I don’t need to remind you that the world has changed dramatically since the worldwide spread of the COVID-19 novel coronavirus; millions are suddenly unemployed, or else working at home. If you suddenly find yourself in one of these situations, this can be a good time to pick up some new coding and data science skills while helping to investigate the cause of our current crisis.
You’ll see many statistics and analyses regarding COVID-19 getting thrown around online, but you don’t necessarily have to take their word for it. Many large sets of COVID-19 data are publicly available. If you’re one of the many who suddenly finds themselves with a lot more free time on their hands, now could be a great opportunity to learn some new things while playing around with real-world data sets. It’s not likely that you’ll be generating insights beyond those of professional epidemiologists, but it never hurts to have more eyes on the data. Below is a list of a few compiled sources of COVID-19 information.
COVID-19 Open Research Dataset
The White House and a coalition of research institutions have made the COVID-19 Open Research Dataset (CORD-19) available for download. This dataset consists of 59,000 journal articles (47,000 with full text) on COVID-19, SARS-CoV-2 and other coronaviruses. This represents a remarkably large collection of freely accessible scientific literature, so if you’re looking for a large dataset to try learning some text mining techniques, this is as good a place to start as any.

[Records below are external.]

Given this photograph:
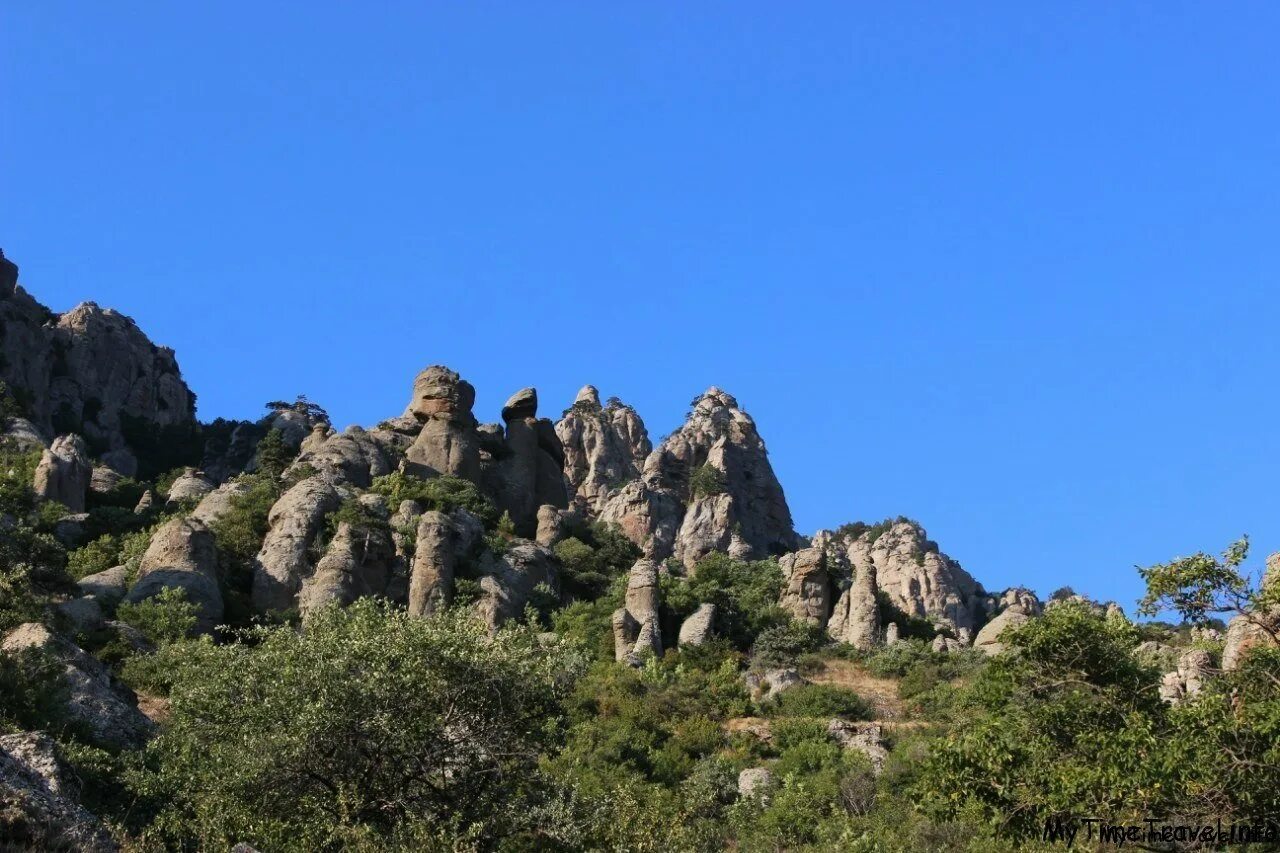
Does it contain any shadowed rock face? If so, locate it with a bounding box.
[596,388,799,567]
[0,257,196,475]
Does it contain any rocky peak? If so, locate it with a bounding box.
[556,386,653,511]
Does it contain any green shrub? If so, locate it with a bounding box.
[769,684,872,720]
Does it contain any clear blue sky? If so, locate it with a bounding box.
[0,1,1280,606]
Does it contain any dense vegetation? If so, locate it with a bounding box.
[0,433,1280,852]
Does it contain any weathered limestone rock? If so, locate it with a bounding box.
[599,480,685,560]
[556,386,653,512]
[0,260,195,461]
[680,602,716,648]
[1222,553,1280,671]
[188,480,251,526]
[827,720,888,776]
[737,767,773,806]
[0,622,155,748]
[488,388,568,535]
[846,520,986,630]
[33,435,93,512]
[127,517,223,634]
[76,566,129,612]
[827,562,880,649]
[298,512,396,620]
[252,475,342,611]
[476,539,559,630]
[168,467,215,508]
[973,607,1030,654]
[613,558,662,665]
[404,365,480,483]
[0,731,119,853]
[408,510,484,616]
[778,548,831,628]
[291,427,396,489]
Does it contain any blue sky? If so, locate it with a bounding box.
[0,3,1280,606]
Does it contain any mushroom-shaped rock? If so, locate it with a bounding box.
[32,435,93,512]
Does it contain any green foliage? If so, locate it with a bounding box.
[554,525,640,601]
[134,599,579,850]
[659,553,791,651]
[751,620,827,669]
[370,471,499,527]
[115,587,200,646]
[689,462,726,498]
[768,684,873,720]
[256,429,298,480]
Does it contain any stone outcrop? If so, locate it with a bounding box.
[613,558,662,665]
[827,720,888,776]
[485,388,568,537]
[404,365,480,483]
[1222,553,1280,670]
[33,435,93,512]
[127,517,223,634]
[778,548,831,628]
[166,467,215,508]
[827,564,880,651]
[0,731,119,853]
[556,386,653,512]
[678,602,716,648]
[841,519,986,631]
[0,257,196,468]
[973,607,1030,654]
[476,539,559,629]
[298,512,396,620]
[408,510,484,616]
[0,622,155,748]
[252,475,342,611]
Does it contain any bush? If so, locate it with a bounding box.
[136,599,579,850]
[769,684,872,720]
[115,587,200,646]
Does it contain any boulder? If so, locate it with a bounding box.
[778,548,831,628]
[252,475,342,611]
[166,467,215,510]
[127,517,223,634]
[0,622,155,749]
[0,731,120,853]
[680,603,716,648]
[33,435,93,512]
[973,607,1030,654]
[404,365,480,483]
[827,562,880,651]
[556,386,653,512]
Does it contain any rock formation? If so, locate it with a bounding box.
[0,257,196,476]
[33,435,93,512]
[404,365,480,483]
[778,548,831,628]
[128,517,223,634]
[840,519,986,631]
[0,622,155,748]
[613,558,662,666]
[556,386,653,512]
[0,731,119,853]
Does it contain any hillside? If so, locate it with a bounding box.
[0,256,1280,853]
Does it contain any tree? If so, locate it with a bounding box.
[140,599,580,850]
[1138,537,1280,643]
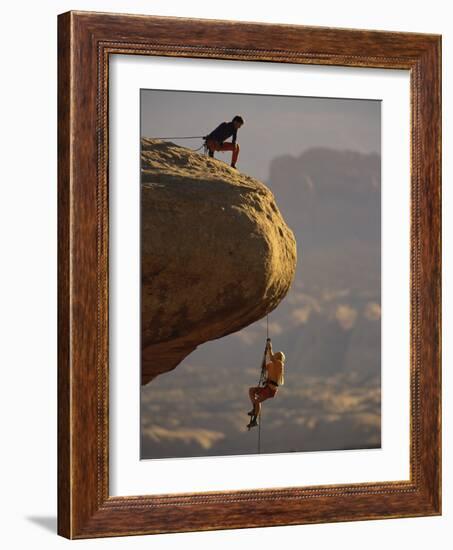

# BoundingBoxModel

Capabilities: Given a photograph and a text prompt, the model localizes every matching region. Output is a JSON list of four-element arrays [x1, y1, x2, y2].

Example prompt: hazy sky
[[141, 90, 381, 181], [141, 90, 381, 458]]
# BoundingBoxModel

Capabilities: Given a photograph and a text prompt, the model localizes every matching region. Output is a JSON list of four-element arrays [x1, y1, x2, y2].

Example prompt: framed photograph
[[58, 12, 441, 539]]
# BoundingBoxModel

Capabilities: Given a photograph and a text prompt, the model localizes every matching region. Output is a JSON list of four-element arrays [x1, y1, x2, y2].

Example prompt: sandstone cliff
[[141, 138, 296, 384]]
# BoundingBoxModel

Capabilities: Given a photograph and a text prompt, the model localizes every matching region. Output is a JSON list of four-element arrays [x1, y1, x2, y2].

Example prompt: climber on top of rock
[[247, 338, 285, 429], [204, 115, 244, 168]]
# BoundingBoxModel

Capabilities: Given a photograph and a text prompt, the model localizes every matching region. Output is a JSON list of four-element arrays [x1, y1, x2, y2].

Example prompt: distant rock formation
[[141, 138, 296, 384]]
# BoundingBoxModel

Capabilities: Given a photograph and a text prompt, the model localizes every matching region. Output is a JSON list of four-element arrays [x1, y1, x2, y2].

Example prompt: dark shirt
[[206, 121, 237, 143]]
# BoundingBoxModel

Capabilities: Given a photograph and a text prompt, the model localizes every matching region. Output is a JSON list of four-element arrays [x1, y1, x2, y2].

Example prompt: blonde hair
[[272, 351, 286, 363]]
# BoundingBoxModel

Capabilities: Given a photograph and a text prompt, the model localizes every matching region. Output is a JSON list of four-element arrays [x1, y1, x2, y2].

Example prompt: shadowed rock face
[[141, 138, 296, 384]]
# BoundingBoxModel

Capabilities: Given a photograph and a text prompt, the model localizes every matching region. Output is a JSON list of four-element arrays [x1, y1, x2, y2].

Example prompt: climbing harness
[[249, 314, 270, 454]]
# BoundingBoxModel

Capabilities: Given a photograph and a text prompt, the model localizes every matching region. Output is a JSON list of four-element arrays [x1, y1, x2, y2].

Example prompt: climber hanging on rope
[[204, 115, 244, 168], [247, 338, 285, 429]]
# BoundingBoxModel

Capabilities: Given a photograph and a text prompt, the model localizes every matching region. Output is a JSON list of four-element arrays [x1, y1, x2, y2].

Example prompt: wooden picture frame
[[58, 12, 441, 539]]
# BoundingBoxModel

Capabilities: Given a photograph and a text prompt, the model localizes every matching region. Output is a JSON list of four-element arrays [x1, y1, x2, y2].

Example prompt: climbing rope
[[153, 136, 205, 139], [258, 313, 269, 454], [153, 136, 207, 154]]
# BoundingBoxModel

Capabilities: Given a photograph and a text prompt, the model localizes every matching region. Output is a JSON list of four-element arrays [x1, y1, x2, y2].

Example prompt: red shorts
[[251, 384, 277, 400]]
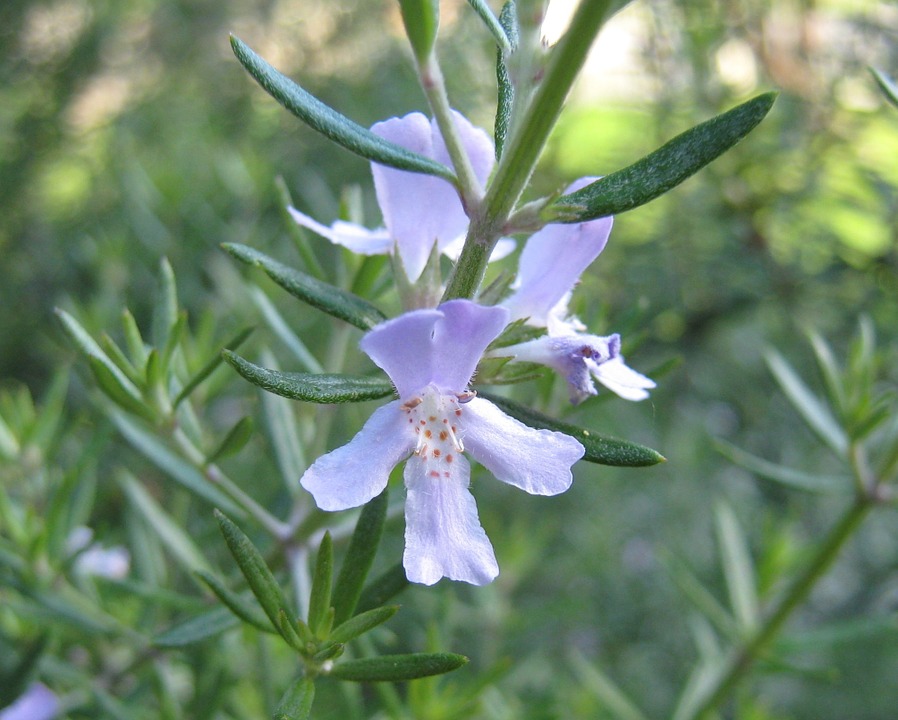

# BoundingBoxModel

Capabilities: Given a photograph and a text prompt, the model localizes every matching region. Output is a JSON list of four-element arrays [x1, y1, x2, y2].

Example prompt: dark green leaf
[[399, 0, 440, 65], [480, 393, 667, 467], [231, 35, 456, 183], [330, 653, 468, 682], [206, 415, 253, 463], [222, 243, 386, 330], [332, 489, 387, 625], [544, 93, 776, 223], [87, 355, 156, 422], [870, 68, 898, 107], [274, 678, 315, 720], [215, 510, 295, 644], [174, 328, 253, 407], [153, 607, 240, 648], [196, 570, 277, 633], [329, 605, 399, 643], [309, 532, 334, 637], [222, 350, 393, 403]]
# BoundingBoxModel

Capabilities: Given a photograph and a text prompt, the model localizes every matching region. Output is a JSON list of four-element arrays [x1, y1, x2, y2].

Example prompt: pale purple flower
[[288, 111, 514, 282], [0, 682, 61, 720], [301, 300, 584, 585], [492, 177, 655, 404]]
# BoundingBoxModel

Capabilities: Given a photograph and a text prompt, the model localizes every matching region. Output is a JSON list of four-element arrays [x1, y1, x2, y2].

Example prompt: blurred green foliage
[[0, 0, 898, 720]]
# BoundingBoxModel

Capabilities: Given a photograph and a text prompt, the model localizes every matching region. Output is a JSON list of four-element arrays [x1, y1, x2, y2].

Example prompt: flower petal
[[299, 400, 415, 510], [431, 300, 508, 392], [371, 113, 468, 282], [590, 355, 655, 401], [402, 455, 499, 585], [502, 178, 613, 327], [461, 398, 584, 495], [359, 300, 508, 400], [287, 207, 393, 255]]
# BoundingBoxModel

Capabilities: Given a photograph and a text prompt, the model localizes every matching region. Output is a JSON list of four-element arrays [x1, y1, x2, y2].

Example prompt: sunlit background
[[0, 0, 898, 720]]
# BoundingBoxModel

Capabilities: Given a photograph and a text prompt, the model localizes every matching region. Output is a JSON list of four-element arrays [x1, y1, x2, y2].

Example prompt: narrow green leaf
[[222, 243, 386, 330], [480, 392, 667, 467], [329, 605, 399, 644], [274, 677, 315, 720], [153, 607, 240, 648], [870, 67, 898, 107], [215, 510, 295, 644], [715, 502, 760, 633], [332, 489, 388, 625], [248, 286, 324, 373], [308, 532, 334, 637], [108, 410, 245, 517], [399, 0, 440, 65], [714, 438, 852, 494], [222, 350, 393, 404], [468, 0, 512, 52], [231, 35, 456, 184], [544, 93, 776, 223], [116, 471, 211, 572], [206, 415, 253, 463], [487, 2, 518, 160], [195, 570, 277, 633], [330, 653, 468, 682], [764, 349, 848, 457], [356, 563, 411, 612], [87, 355, 156, 422], [174, 328, 253, 407]]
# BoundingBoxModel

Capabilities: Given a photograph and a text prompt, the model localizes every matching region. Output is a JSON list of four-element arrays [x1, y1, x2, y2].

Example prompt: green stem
[[687, 495, 876, 720], [443, 0, 612, 302], [418, 52, 483, 212]]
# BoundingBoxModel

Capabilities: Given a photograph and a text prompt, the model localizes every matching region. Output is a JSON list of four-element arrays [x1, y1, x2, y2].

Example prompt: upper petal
[[402, 455, 499, 585], [287, 207, 393, 255], [299, 400, 415, 510], [371, 113, 468, 282], [360, 300, 508, 399], [590, 356, 655, 401], [461, 398, 585, 495], [502, 178, 613, 327]]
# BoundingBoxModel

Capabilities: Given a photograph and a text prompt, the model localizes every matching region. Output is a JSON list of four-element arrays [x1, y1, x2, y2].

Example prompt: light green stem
[[687, 495, 876, 720], [443, 0, 612, 302]]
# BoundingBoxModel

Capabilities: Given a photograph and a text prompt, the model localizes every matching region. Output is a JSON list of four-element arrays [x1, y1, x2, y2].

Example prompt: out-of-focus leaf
[[222, 243, 386, 330], [715, 503, 759, 632], [333, 489, 388, 625], [308, 532, 334, 637], [117, 472, 211, 572], [196, 570, 277, 633], [153, 607, 240, 648], [714, 438, 852, 494], [480, 392, 667, 467], [329, 605, 399, 643], [274, 677, 315, 720], [764, 349, 848, 457], [231, 35, 456, 183], [570, 649, 646, 720], [206, 415, 253, 463], [870, 68, 898, 107], [223, 350, 393, 404], [543, 92, 776, 223], [330, 653, 468, 682], [108, 410, 244, 517]]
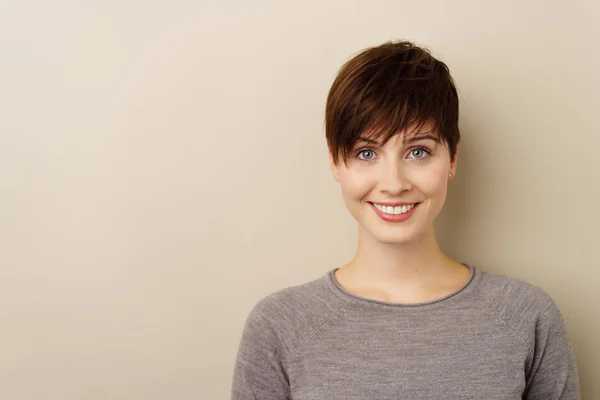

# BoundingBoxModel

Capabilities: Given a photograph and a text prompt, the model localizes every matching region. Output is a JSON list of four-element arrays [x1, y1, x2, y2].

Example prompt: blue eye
[[358, 150, 375, 161], [410, 147, 431, 160]]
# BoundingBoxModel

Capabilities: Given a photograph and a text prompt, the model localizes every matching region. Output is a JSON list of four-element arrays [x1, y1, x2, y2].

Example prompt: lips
[[369, 202, 421, 223]]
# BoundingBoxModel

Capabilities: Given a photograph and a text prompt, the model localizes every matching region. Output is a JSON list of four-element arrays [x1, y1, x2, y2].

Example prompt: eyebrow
[[357, 135, 440, 145]]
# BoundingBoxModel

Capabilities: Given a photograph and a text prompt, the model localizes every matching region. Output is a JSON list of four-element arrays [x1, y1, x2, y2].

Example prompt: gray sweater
[[232, 264, 580, 400]]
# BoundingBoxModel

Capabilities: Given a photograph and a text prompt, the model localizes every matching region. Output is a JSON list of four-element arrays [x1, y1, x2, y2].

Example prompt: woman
[[232, 42, 580, 400]]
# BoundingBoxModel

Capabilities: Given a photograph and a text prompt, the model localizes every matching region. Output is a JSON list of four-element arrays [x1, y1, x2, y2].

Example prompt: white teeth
[[373, 203, 415, 215]]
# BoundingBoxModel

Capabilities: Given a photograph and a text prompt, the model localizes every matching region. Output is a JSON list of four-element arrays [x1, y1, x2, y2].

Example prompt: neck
[[345, 226, 457, 288]]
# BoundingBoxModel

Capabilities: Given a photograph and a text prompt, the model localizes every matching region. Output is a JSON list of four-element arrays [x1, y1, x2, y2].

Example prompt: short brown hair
[[325, 41, 460, 164]]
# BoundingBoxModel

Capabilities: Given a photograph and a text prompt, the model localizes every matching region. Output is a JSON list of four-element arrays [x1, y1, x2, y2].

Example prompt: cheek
[[339, 169, 372, 199], [414, 165, 448, 195]]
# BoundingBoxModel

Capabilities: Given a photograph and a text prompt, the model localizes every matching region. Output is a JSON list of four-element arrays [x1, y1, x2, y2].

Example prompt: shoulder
[[241, 276, 345, 352], [481, 272, 562, 345]]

Johns Hopkins COVID-19 Data Repository
The folks at the Johns Hopkins University Center for Systems Science and Engineering are the ones behind the popular ArcGIS global COVID-19 tracking map. The curated set of data that they use to produce this map is available here. This page has a handy list of all of the project’s data sources, including the WHO, CDC, and various international government statistics, in case you wanted to do more sleuthing on your own. This collection previously only contained case and death counts by country, with a few select U.S. regions delineated (e.g. New York City), but has recently been upgraded to also report county-level data like the New York Times data set mentioned below. This git repository is automatically updated on a daily basis, so don’t forget to
git pull often.
New York Times U.S. COVID Data
The New York Times has its own set of interactive graphics on the COVID-19 outbreak, and like the JHU site mentioned above, the company has made the backend data for these graphics freely available. This data set tracks reported COVID-19 cases and deaths at the nation, state, and county levels, and is updated on a daily basis.
Finding Ways to Spend Your Time
As you can see, there are several different sources of COVID-19 data to play around with. Many other services make use of one or more of these sources – for instance Tableau’s COVID-19 Data Hub includes a free trial for a starter workbook, utilizing the Johns Hopkins-compiled data mentioned above. This allows users to rapidly prototype different virus-related visualizations, in case you want to try playing around with data, without getting into too much hardcore coding.
If you are interesting in learning more about coding, this could be a great time to jump into some free online training (maybe even if you wish to join the endangered, but very important ranks of Cobol programmers). Probably of more interest to most people are free courses in more modern languages, such as Google’s python machine learning crash course. I do want to be clear here – it is okay to feel isolated, afraid or bored in these times, and it’s okay to respond by this pressure by bingeing Tiger King on Netflix in a single day. However, if you decide you would like to try something new, there’s always a need for more people who can find patterns underlying the phenomena that shape our world and society. If it makes us better prepared for the next pandemic, then all the better.